RPS in Scotland responds to Health & Sport Committee eHealth inquiry
The RPS in Scotland has published its response to a call for views by the Scottish Parliament’s Health and Sport Committee.
The RPS in Scotland has published its thoughts on the Scottish Government’s approach to eHealth.
In the response to a call for views by the Scottish Parliament’s Health and Sport Committee, we have made the following key comments for consideration by the Committee:
- To enable more effective continuity of care, improve the patient journey and minimise duplication of resources, all registered health professionals directly involved in patient care should have appropriate read and write access to a patient’s health record.
- Pharmacists’ access to the patient health record would improve patient care by enabling pharmacists to play an even greater role in the provision of safe and effective unscheduled care outside of core service hours
Alex MacKinnon, Director for Scotland, said: “Our response highlights that in order to achieve a modern health service that fully meets the needs of patients, the public, health professionals and the NHS, pharmacists must be able to work with other colleagues across health and social care to provide innovative models of digital, person-centred care. This means sharing of information with supporting infrastructure and appropriate access to the patient’s electronic record.”

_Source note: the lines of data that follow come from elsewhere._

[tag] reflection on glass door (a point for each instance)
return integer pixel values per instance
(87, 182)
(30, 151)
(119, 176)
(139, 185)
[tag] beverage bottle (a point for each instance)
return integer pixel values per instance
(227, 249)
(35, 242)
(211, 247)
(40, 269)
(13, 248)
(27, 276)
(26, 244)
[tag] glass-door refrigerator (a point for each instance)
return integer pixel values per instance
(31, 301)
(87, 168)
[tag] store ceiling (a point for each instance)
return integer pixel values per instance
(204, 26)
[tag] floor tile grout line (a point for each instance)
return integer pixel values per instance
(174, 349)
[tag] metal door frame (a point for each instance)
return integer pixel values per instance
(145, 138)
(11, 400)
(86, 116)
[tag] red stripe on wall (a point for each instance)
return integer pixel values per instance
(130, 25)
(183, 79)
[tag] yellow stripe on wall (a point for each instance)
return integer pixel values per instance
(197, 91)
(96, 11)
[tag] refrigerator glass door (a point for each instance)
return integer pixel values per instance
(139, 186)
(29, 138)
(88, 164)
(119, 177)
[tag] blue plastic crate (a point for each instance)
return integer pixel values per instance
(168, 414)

You can read the full text of the call for views on Technology and Innovation in the NHS by the Health and Sport Committee on the Scottish Parliament website.

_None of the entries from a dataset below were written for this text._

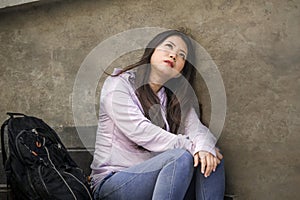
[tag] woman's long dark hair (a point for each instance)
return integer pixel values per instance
(178, 90)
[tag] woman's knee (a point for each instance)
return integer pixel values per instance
(185, 158)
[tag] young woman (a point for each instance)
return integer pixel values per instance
(150, 142)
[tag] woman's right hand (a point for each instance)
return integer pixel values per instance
(208, 161)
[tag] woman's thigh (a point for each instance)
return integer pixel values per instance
(138, 182)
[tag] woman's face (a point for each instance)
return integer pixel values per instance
(168, 58)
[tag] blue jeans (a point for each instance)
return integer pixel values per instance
(167, 176)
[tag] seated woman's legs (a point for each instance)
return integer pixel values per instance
(165, 176)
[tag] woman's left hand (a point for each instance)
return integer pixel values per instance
(208, 161)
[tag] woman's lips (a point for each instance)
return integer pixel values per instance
(170, 63)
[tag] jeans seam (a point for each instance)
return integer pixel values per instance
(174, 170)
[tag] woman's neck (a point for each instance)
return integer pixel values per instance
(155, 87)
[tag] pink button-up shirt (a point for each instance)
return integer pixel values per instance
(122, 127)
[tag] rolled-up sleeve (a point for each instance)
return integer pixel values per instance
(202, 138)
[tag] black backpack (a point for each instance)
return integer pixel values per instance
(38, 165)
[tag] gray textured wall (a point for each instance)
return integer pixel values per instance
(255, 45)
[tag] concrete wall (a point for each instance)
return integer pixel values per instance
(255, 45)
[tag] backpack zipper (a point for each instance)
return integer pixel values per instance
(79, 182)
(41, 178)
(53, 166)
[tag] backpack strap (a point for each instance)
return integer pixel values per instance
(4, 156)
(12, 115)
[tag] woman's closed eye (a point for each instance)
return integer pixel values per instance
(169, 46)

The RPS also responded to this call for views as part of the Primary Care Collaborative, a multidisciplinary group of professional organisations representing over 60 000 front line clinicians. The group has come together to speak with one voice, providing the Health and Sport Committee key messages to underpin a technology-enabled health and social care service. These include:
- The public, patients, carers and health professionals are directly involved in the development, design and the decision making involved in new technology-enabled health and social care services and in the setting up of information governance and processes underpinning these services.

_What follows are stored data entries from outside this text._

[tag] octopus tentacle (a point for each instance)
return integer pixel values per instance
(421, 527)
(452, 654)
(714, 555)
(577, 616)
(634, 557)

- The primary care workforce uses up-to-date digital technology that enables people to receive flexible, efficient and effective care, wherever it is provided.
- Health records and technology-enabled care are underpinned by robust information governance, keeping all personal data safe and confidential.
- All registered health and social care professionals directly involved in patient care have appropriate read and write access to health records in order to improve the patient journey and minimise the duplication of resources.